Although the US election date of November 8th may feel like a critical date in the recent stock market surge, the fact is that this incredible bull market that began in 2009 has been running strong for over eight years. What the election brought was a new narrative focused on government policies, in the form of tax cuts, possible repatriation of overseas profits, infrastructure spending, and deregulation, all of which would boost economic activity, earnings growth, and therefore stock prices. The jump in expectations promptly showed up in several sentiment indicators and the market has propelled to new highs in the first quarter of 2017.
It appears that not much seems to faze the stock market these days. Political drama, presidential tweets, a stall in health care replacement, North Korea missile launches, Middle East turmoil, oil falling below $50 per barrel, European political uncertainty, higher bond yields, the Federal Reserve’s decision to raise its benchmark interest rate… None of these potential sources of uncertainty has been enough to turn the direction of the market. However, in the short-term, as the post-election euphoria begins to fade, we believe more volatility is likely to surface. Since these pro-business factors, which could have an impact on future GDP growth, all remain currently unresolved, any delays or modifications during the implementation process could produce short term market sell offs. Should volatility spike in the near-term, it will present opportunities to hedge exposure at the top and accumulate new positions at more attractive pricing.
Longer term, our outlook for the market remains favorable. A more stable financial outlook for global markets is one reason for such optimism. Compared to 2016, economic conditions among most of the world’s largest economies have improved, setting the stage for a favorable 2017 outlook. The benefits of reflation – rising wages, growth and inflation – are spreading around the world and around 75% of the world’s largest countries leading economic indicators are rising on a six-month basis, up from 40% one year ago. Furthermore, the Conference Board’s Index of Leading Economic Indicators recently hit a 10-year high in February. Historically, since 1975, once that milestone has been achieved, it has taken an average of six years before a recession starts. This is significant because over the past 30 years or so, we haven’t seen large corrections in global equities without a corresponding global recession. The latest data suggests we’re far from that.
For those concerned about high valuations present in the overall stock market, we are aware that current levels are elevated but believe certain underlying factors make a case that the market is still fairly valued. Low interest rates and several potentially game changing political boosts provide catalysts to justify stock price increases moving forward. High ranking economists, such as former Fed chairman Alan Greenspan, have argued that the stock price surge of late has been largely fueled by the potential reduction of overextended regulation that restricts economic growth. The greatest example of massive regulation under review is Dodd-Frank, the 2010 law crafted in response to the financial crisis that introduced higher “rainy day” capital requirements. With the Treasury and other financial regulators currently in thorough evaluation of banking and consumer financial rules, any removal of unduly repressive directives may promote immediate economic benefits to the bottom line for corporations and their customers. Although there is still lack of clarity on what future tax policy will be, investors should view lower corporate taxes and a potential for companies to bring back overseas assets without a huge tax impact as a reason to bid market prices higher. Accretive tax savings would allow corporations to pay shareholder dividends, buyback stock, and fund merger and acquisition activity. Additionally, it could stimulate domestic investment and production, and lead to faster productivity growth. Similarly, we believe that a fiscal stimulus package based on infrastructure will eventually pass, but it will take some time and may be moderated in scope. Of course, active management of your investment portfolio is hugely beneficial in navigating the timing and likelihood of such material events, and assessing the investment implications toward publicly traded companies.
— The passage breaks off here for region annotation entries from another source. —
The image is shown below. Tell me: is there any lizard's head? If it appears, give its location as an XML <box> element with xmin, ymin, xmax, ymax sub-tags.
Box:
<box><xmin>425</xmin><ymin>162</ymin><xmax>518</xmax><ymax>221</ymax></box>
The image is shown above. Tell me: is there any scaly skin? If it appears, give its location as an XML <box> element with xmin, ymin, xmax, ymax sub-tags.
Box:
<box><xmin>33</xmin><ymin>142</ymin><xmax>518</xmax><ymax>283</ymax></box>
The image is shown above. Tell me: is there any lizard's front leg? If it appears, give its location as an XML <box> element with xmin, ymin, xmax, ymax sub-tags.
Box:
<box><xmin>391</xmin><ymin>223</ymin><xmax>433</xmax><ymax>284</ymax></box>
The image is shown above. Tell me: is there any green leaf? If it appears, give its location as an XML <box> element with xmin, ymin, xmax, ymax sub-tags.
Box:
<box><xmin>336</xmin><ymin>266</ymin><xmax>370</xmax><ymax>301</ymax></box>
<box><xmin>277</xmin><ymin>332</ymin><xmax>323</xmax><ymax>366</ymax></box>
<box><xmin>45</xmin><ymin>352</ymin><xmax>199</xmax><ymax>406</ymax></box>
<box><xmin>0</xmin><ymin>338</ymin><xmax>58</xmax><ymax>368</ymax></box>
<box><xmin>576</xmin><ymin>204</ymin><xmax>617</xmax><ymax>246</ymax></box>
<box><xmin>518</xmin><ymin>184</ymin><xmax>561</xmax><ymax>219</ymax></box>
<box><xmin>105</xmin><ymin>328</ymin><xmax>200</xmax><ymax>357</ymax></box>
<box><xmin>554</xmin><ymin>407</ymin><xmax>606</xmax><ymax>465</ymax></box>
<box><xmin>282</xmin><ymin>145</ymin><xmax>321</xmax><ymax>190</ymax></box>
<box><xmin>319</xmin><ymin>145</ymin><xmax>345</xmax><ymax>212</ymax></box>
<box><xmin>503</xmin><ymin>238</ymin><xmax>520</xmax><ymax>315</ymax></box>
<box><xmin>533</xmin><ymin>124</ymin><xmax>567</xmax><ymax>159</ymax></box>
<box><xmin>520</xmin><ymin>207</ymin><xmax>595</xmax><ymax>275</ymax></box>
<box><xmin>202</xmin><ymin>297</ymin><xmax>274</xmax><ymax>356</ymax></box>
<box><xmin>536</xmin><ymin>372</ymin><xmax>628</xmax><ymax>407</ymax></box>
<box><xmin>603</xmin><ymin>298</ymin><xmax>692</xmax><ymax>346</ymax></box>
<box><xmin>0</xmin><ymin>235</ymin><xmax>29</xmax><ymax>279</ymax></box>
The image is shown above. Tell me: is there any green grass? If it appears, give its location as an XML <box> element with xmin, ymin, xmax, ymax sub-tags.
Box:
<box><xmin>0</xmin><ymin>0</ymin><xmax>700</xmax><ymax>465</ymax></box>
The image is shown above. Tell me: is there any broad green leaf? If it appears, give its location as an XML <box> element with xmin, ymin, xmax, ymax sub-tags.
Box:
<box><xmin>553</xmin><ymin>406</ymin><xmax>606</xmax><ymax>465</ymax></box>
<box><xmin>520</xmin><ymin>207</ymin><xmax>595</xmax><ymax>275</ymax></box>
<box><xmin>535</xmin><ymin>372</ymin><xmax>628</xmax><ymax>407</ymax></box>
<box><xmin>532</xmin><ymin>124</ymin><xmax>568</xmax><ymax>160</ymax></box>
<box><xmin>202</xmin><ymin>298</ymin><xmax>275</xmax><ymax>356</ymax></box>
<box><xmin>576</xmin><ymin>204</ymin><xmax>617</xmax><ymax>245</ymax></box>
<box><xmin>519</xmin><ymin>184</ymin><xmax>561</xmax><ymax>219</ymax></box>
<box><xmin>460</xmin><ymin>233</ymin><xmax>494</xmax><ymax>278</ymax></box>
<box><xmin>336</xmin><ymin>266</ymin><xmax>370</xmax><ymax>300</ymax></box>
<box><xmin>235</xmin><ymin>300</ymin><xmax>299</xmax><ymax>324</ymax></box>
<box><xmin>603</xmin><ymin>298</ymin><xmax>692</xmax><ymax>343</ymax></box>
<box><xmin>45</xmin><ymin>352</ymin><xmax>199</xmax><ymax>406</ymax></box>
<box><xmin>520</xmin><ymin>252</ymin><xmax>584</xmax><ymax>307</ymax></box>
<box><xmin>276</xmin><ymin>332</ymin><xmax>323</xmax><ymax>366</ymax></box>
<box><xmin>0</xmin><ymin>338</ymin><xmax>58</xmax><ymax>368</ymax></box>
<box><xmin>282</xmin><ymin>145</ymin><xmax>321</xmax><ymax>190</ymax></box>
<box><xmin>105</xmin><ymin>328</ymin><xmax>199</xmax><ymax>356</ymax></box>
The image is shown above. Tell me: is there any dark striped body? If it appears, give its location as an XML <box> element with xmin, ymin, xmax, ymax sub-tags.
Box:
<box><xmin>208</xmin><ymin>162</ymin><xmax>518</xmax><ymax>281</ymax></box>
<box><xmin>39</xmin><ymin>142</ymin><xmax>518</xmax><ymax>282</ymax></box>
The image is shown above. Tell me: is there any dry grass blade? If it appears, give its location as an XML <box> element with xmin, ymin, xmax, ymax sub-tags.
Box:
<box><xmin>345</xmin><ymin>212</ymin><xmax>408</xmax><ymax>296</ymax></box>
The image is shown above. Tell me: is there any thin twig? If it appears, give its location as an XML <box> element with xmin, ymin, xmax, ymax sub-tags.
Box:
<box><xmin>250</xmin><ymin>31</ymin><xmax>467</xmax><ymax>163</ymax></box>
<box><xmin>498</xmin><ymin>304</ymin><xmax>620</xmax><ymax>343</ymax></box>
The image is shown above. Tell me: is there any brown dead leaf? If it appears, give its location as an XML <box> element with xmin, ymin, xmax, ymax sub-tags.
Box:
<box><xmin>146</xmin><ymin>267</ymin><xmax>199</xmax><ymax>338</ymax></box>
The maturing economic cycle is another reason for active equity management to be a part of your investment strategy. As tailwinds from monetary policy fade, equity markets should begin focusing more on company fundamentals such as earnings quality and specific valuation metrics. We believe this will increase dispersion between individual securities, which should benefit stock selection and active management. Even as broad market indices have grown, a recent pullback under the surface occurred among individual securities, potentially setting the stage for the next move higher in select stocks. Thus, it is very important to leverage these opportunities through a selective active investment strategy.
Moving forward, we are bullish but would not be surprised by an increase in volatility or minor pullback in the markets. Our view is that a pattern of two-steps-forward, half-a-step-back is healthier than if the market had maintained its melt-up status. Therefore, while the markets may be susceptible to short-term swings based on policy implementation or lack thereof, we would view any short-term market corrections as a favorable development, especially if it results in a reduction of investor complacency. A prudently constructed stock portfolio built for growth, while maintaining confidence that the US economy will continue to innovate, thrive, and lead over the long-term, is a winning formula. Said well by Warren Buffet, “American business – and consequently a basket of stocks – is virtually certain to be worth far more in the years ahead.” Actively picking those stocks that will give you the return on investment to live your ideal life will continue to be our calling.